Tout comme nos dirigeants politiques, les dirigeants des entreprises sont aujourd’hui confrontés à des situations inédites, qui les amènent à devoir gérer l’incertitude au quotidien, en marchant sur une ligne de crête, en équilibre permanent entre 2 impératifs : la sécurité sanitaire de leurs équipes et la pérennité économique de leur entreprise.

Dans le même temps, il y a fort à parier que les entreprises qui se sortiront le mieux de cette crise, auront su gérer sur la durée un autre équilibre : se prémunir des risques, et profiter des opportunités.
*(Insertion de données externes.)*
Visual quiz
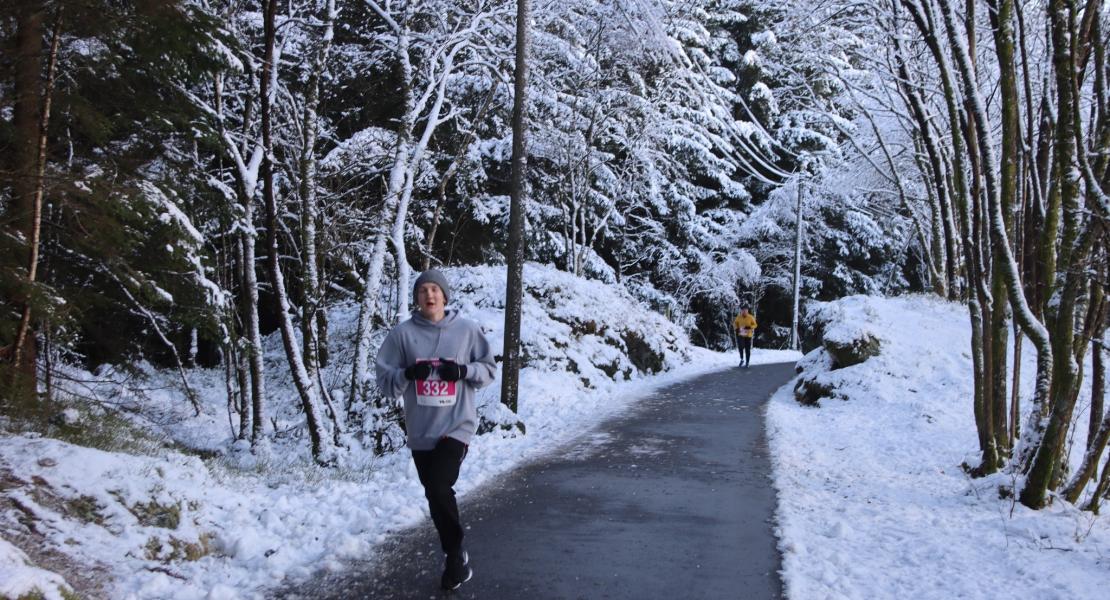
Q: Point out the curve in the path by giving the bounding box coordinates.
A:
[283,364,794,600]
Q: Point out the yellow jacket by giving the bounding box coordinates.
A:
[733,313,758,337]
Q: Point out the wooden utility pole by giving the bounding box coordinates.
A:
[501,0,528,413]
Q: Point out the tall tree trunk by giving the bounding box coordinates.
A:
[501,0,529,413]
[259,0,333,464]
[1021,0,1096,508]
[901,0,997,466]
[3,2,48,403]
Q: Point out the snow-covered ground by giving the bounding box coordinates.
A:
[0,281,1110,600]
[0,265,798,599]
[767,296,1110,600]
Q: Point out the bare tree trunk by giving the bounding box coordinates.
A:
[790,180,805,350]
[11,11,62,408]
[259,0,333,464]
[421,83,497,271]
[501,0,529,413]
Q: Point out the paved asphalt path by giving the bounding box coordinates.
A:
[276,364,794,600]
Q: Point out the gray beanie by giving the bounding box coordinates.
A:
[413,268,451,304]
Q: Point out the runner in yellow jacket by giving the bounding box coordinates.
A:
[733,306,758,367]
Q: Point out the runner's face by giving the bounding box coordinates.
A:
[416,283,446,322]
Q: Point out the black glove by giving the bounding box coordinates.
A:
[405,363,432,379]
[435,358,466,382]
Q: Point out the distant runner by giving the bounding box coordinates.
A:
[733,306,758,367]
[376,268,497,590]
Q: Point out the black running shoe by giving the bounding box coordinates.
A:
[440,550,474,590]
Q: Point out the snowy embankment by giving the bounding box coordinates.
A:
[767,296,1110,600]
[0,265,797,599]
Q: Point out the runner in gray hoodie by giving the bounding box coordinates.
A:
[376,270,497,590]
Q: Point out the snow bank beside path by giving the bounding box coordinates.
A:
[767,296,1110,600]
[0,265,798,600]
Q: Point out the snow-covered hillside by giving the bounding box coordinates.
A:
[0,265,796,599]
[767,296,1110,600]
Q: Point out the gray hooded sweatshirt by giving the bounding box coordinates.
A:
[376,309,497,450]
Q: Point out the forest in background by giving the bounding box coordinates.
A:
[0,0,1110,509]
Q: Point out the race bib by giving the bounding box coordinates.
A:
[415,358,458,407]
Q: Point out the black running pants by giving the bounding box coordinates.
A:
[413,437,467,555]
[736,335,755,365]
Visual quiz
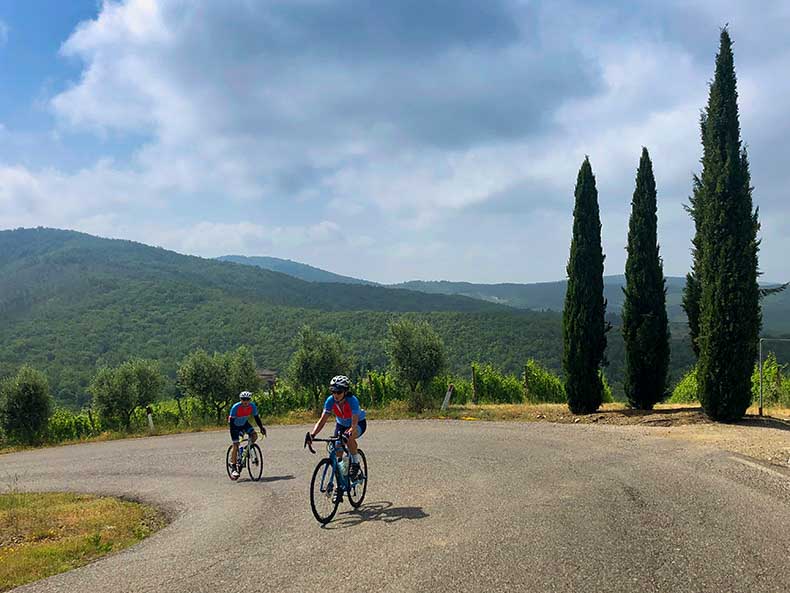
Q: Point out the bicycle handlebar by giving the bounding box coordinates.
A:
[302,432,348,455]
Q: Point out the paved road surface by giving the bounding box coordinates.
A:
[0,420,790,593]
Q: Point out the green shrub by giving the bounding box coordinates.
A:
[450,377,472,405]
[352,371,407,406]
[46,408,97,443]
[0,366,53,445]
[252,381,310,416]
[472,364,524,404]
[598,369,614,404]
[524,358,567,404]
[90,358,165,430]
[384,318,447,411]
[668,367,699,404]
[752,352,790,406]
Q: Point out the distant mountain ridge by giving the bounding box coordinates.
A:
[226,256,790,333]
[217,255,380,286]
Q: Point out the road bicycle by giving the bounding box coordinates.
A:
[304,432,368,525]
[225,434,263,482]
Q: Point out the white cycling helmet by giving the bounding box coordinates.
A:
[329,375,351,391]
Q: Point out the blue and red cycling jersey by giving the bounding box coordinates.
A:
[228,402,258,426]
[324,393,365,428]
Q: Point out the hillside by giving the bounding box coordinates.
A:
[220,256,790,335]
[392,275,790,335]
[217,255,377,286]
[6,229,784,406]
[0,229,572,405]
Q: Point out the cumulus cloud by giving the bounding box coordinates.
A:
[0,0,790,281]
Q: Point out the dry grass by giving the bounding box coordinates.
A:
[0,490,165,591]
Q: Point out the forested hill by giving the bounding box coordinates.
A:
[213,255,790,335]
[217,255,377,286]
[0,229,562,406]
[392,275,790,335]
[393,275,685,321]
[0,229,508,315]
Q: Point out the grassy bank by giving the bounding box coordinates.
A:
[0,491,165,591]
[0,400,790,454]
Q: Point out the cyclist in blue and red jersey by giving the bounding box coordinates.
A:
[310,375,368,481]
[228,391,266,480]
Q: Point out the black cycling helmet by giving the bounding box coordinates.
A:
[329,375,351,393]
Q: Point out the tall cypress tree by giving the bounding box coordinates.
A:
[694,29,762,421]
[681,173,705,358]
[623,148,669,410]
[562,158,608,414]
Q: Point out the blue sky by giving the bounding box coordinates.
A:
[0,0,790,282]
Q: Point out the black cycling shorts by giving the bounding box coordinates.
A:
[230,422,255,443]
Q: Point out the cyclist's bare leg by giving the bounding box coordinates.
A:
[348,428,359,455]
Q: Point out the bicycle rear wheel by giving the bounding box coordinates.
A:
[348,449,368,509]
[310,459,340,525]
[247,445,263,482]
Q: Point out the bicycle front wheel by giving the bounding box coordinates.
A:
[348,449,368,509]
[310,459,340,525]
[225,445,237,481]
[247,445,263,482]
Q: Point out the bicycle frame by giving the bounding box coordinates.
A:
[305,435,365,492]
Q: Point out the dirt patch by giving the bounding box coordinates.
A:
[440,403,790,468]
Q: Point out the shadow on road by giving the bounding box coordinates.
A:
[736,416,790,430]
[238,474,295,485]
[327,500,429,529]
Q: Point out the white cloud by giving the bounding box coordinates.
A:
[0,0,790,280]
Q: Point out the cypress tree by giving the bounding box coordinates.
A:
[694,29,762,421]
[623,148,669,410]
[681,171,705,358]
[562,158,609,414]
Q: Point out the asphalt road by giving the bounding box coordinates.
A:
[0,420,790,593]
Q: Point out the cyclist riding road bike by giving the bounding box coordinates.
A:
[309,375,368,481]
[228,391,266,480]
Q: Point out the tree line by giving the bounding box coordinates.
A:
[563,28,784,422]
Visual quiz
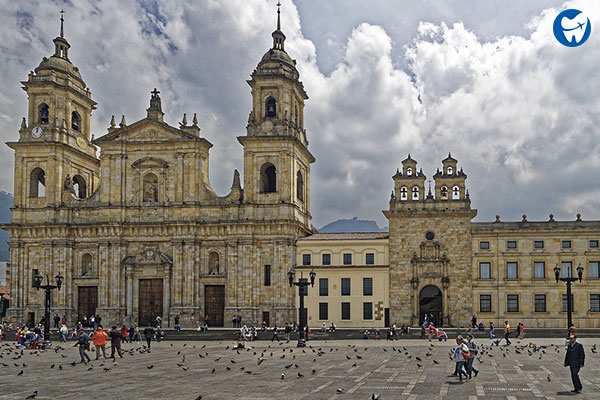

Il est légitime, au plus fort de la tempête, de se concentrer sur la survie, et d’éviter la casse. Fort de l’expérience de la crise de 2008 et de l’exemple allemand, c’est la stratégie qu’a suivie le gouvernement français, à travers notamment la promotion du chômage partiel, les aides directes, les reports d’échéances fiscales et sociales et les mesures de liquidité et de garanties sur les emprunts.

Et très vite, après avoir évité le naufrage, il revient aux leaders, politiques comme économiques, de fixer le cap. Le 29 avril dernier, notre ministre de l’économie dessinait les grands traits de son plan de relance, promis pour le mois de septembre prochain.

Comment fixer un cap, quand on dirige une entreprise dans un tel contexte d’incertitude ?

Bien sûr, il n’existe pas de solution miracle, applicable uniformément à tous les cas de figure.

Pour autant, il peut être judicieux pour un dirigeant, comme l’on fait nos politiques, de tirer les leçons des crises précédentes, et de s’appuyer sur leurs enseignements pour en définir de grands principes.

Gérer une crise, c’est comme aborder un virage serré dans une course automobile : il faut savoir freiner tard et fort et accélérer tôt et fort pour dépasser ses concurrents

Deux études récentes font état de résultats convergents : les entreprises qui sortent renforcées des crises récentes ont adopté des stratégies « hybrides », combinant maîtrise des coûts et investissement.

La première étude a été menée par Bain & Company, à travers l’analyse de près de 3900 entreprises dans le monde1. « L’analyse de leur profitabilité sur la période 2007-2017 montre que l’écart entre les entreprises performantes et les autres se creuse précisément en période de difficultés économiques : celles qui ont su s’adapter ont connu un taux de croissance de 17% pendant la récession (2007-20009), contre 0% pour les autres. Et cet écart a perduré lors de la reprise, puisque les championnes affichent un taux de croissance moyen de 13% sur la période 2010-2017, contre 1% pour les autres. » Les bonnes pratiques identifiées : contrôler les coûts au plus vite, préparer très tôt un plan de développement commercial offensif et établir un programme de fusion-acquisitions pour profiter de la conjonction de valorisations faibles et de taux d’intérêt bas.

La deuxième étude, publiée par la Harvard Business Review en 2010, portait sur près de 5000 entreprises américaines du début des années 1980 au début des années 2000, a été reprise dans un récent article du Monde2. Cette deuxième étude, si elle aboutit à la même conclusion – une stratégie « hybride », a le mérite d’une part de détailler les scénarios de réduction de coûts à privilégier, et d’autre part de préciser les risques afférents à ces scénarios, notamment en termes de tensions au sein des entreprises, qui peuvent mettre en péril leur réussite opérationnelle.

Ainsi, le scénario de réduction de coûts à privilégier n’est pas la réduction des effectifs, qui risquerait de détruire les ressources, les compétences, et de mettre à mal la culture d’entreprise, mais plutôt d’accroître l’efficience opérationnelle.

1 https://www.journaldunet.com/management/direction-generale/1439458-faire-du-ralentissement-economique-une-opportunite/

2 https://www.lemonde.fr/emploi/article/2020/05/17/jacques-barthelemy-face-a-une-recession-les-entreprises-peuvent-utiliser-trois-strategies_6039923_1698637.html

Le scénario d’investissement à privilégier consiste à combiner l’investissement en marketing et R&D et le rachat de concurrents.

Mais attention : cette stratégie hybride n’est pas sans risque ; elle générera nécessairement des tensions au sein de l’entreprise, entre ceux à qui il sera demandé de faire des sacrifices, et ceux qui bénéficieront de plus de moyens.

Quels enseignements tirer de ces deux études ?

Il ressort clairement que la capacité de l’entreprise à sortir renforcée de la crise dépend essentiellement de trois facteurs :

  1. De la capacité des dirigeants à discerner dans la crise à la fois les menaces et les opportunités ;
  2. De l’agilité de l’entreprise à décliner cette stratégie d’un point de vue opérationnel ;
  3. De la capacité du management à gérer les tensions générées par cette stratégie hybride.